跳舞猫日録

Life goes on brah!

青春

2022/01/12

親愛なるマーコ・スタンリー・フォッグ様

今日、ぼくは図書館に行きました。そして2冊の本を借りました。ひとつはアニエス・ポワリエ『パリ左岸』、もうひとつは『サミュエル・ベケット証言録』です。片方は第二次世界大戦の頃にパリに集った作家や表現者の青春を描いた書物で、もう片方は演劇や文学の世界で名高いひとりの巨匠の人生に肉薄した書物です。どちらにもサミュエル・ベケットが重要人物として現れます。ですがぼくは情けないことにベケットの演劇や文学に触れたことはありません。ベケットの代表作「ゴドーを待ちながら」はYouTubeで観られないかな、と不謹慎なことを考えています。

とりあえずぼくは『パリ左岸』を読み始めたのですが、ここに登場する芸術家のタマゴたちの姿にあなたのことを思い浮かべました。コロンビア大学に通っていた頃、本が詰まったダンボールの箱たちを家具に見立てて暮らしていたあなたのことです。と同時に、ぼくのことも思い出しました。ぼくは早稲田大学に通っていた頃学生向けの四畳半一間のアパートで、クーラーもなく扇風機だけで暑さをしのぎながら、壁に背をもたれてあなたの登場する『ムーン・パレス』を読み(おかげで壁にシミができました)、あなたの冒険や放浪に思いを馳せたのです。

でも、青春ってそんなに美しいものなのでしょうか。いや、ぼくもハタチ頃の若者たちの姿を見れば若さに羨ましさを感じなくもありません。今、ぼくの肉体には陰りが見えているし脳だって衰える一方でしょう。これから老衰していくんだ……と考えると少し憂鬱になります。その意味では伸び伸びと成長していける若者たちには無限の可能性が広がっていると言えます。でも、そんな「無限の可能性」と一緒に「私って何者なんだろう」と苦悩をも背負わなければならない。それが青春なのではないでしょうか。ぼくはそう思うのです。
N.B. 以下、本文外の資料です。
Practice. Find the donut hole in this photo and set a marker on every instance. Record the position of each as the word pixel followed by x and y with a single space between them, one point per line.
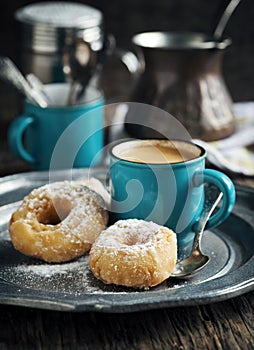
pixel 53 213
pixel 133 239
ぼくは今でこそ、発達障害という障害を抱えて生きなければならないことを覚悟しています。発達障害故に諦めたことはそれなりにあります。でも、そうやって要らない可能性を捨てて自分が本当にしっくりくる可能性だけを追求しようと思ったところからぼくの人生はスタートしました。マーコ、あなたもそうだったのではないですか? あなたは『ムーン・パレス』で語られる冒険の末に大事なものをいくつも見つけます。と同時に、大事なものを捨てたり失ったりせざるをえません。『ムーン・パレス』の最後、すべてを喪失したあなたが見つけた巨大な真理についてぼくは思い出すことができます。